Cost: $10
Location:
Room E302 Forgan Smith Building, St Lucia Campus
 
Join UQ’s Friends of Antiquity at the July Sunday Series talk, titled ‘The reception of Pompey’s head (literally)’.
 
When Julius Caesar landed on the shores of Egypt in 48 BCE, he was presented with a gory gift: the severed head of his ally-turned-enemy Pompey.
 
The moment became one of the defining images of the civil war, but with shifting meaning; did Caesar receive the head with grief, with anger, or with crocodile tears?
 
Join Dr Kit Morrell, Susan Blake Lecturer, School of Historical and Philosophical Inquiry, who will explore these receptions and their significance, from our earliest ancient sources to baroque opera and modern television.
 
The talk will be followed by afternoon tea.
 
Meet the presenter: Dr Kit Morrell
 
Dr Kit Morrell joined The University of Queensland in July 2020 as Susan Blake Lecturer in Classics and Ancient History.

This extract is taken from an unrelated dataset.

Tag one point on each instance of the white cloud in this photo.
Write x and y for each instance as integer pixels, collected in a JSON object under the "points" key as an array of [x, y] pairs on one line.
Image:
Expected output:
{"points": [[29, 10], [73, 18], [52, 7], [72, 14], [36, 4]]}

She also holds an Australian Research Council Discovery Early Career Researcher Award. Her DECRA project, ‘Reforming the Roman Republic’, examines the idea and practice of reform in the late Roman republic, with a special interest in attempts at systemic reform, long-term reform programmes or policies, and non-legislative means of pursuing change.